Confined to her family's ramshackle shanty by the toxic smog choking India's capital, Harshita Gautam strained to hear her teacher's instructions over a cheap mobile phone borrowed from her mother.

Text size:

The nine-year-old is among nearly two million students in and around New Delhi told to stay home after authorities once again ordered schools to shut because of worsening air pollution.

Now a weary annual ritual, keeping children at home and moving lessons online for days at a time during the peak of the smog crisis in winter ostensibly helps protect the health of the city's youth.

The policy impacts both the education and the broader well-being of schoolkids around the city -- much more so for children from poorer families like Gautam.

"I don't like online classes," she told AFP, sitting on a bedher family all share at night in their spartan one-room home in the city's west.

"I like going to school and playing outside but my mother says there is too much pollution and I must stay inside."

Gautam struggles to follow the day's lesson, with the sound of her teacher's voice periodically halting as the connection drops out on the cheap Android phone.

Her parents both earn paltry incomes -- her polio-stricken father by working at a roadside food stall and her mother as a domestic worker.

Neither can afford to skip work and look after their only child, and they do not have the means to buy air purifiers or take other measures to shield themselves from the smog.

Gautam's confinement at home is an additional financial burden for her parents, who normally rely on a free-meal programme at her government-run school to keep her fed for lunch.

"When they are at school I don't have to worry about their studies or food. At home, they are hardly able to pay any attention," Gautam's mother Maya Devi told AFP.

"Why should our children suffer? They must find some solution."

Delhi and the surrounding metropolitan area, home to more than 30 million people, consistently tops world rankings for air pollution.

The city is blanketed in acrid smog each winter, primarily blamed on agricultural burning by farmers to clear their fields for ploughing, as well as factories and traffic fumes.

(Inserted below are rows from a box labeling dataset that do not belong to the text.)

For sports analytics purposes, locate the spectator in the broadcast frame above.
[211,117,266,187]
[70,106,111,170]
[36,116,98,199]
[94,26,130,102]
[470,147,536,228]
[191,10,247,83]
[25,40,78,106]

Levels of PM2.5 -- dangerous cancer-causing microparticles that enter the bloodstream through the lungs -- surged 60 times past the World Health Organization's recommended daily maximum on Monday.

A study in the Lancet medical journal attributed 1.67 million premature deaths in India to air pollution in 2019.

Piecemeal government initiatives include partial restrictions on fossil fuel-powered transport and water trucks spraying mist to clear particulate matter from the air.

But none have succeeded in making a noticeable impact on a worsening public health crisis.

- 'A lot of disruptions' -

The foul air severely impacts children, with devastating effects on their health and development.

Scientific evidence shows children who breathe polluted air are at higher risk of developing acute respiratory infections, a report from the UN children's agency said in 2022.

A 2021 study published in the medical journal Lung India found nearly one in three school-aged children in the capital were afflicted by asthma and airflow obstruction.

Sunita Bhasin, director of the Swami Sivananda Memorial Institute school, told AFP that pollution-induced school closures had been steadily increasing over the years.

"It's easy for the government to give a blanket call to close the schools but... abrupt closure leads to a lot of disruptions," she said.

Bhasin said many of Delhi's children would anyway continue to breathe the same noxious air whether at school or home.

"There is no space for them in their homes, so they will go out on the streets and play."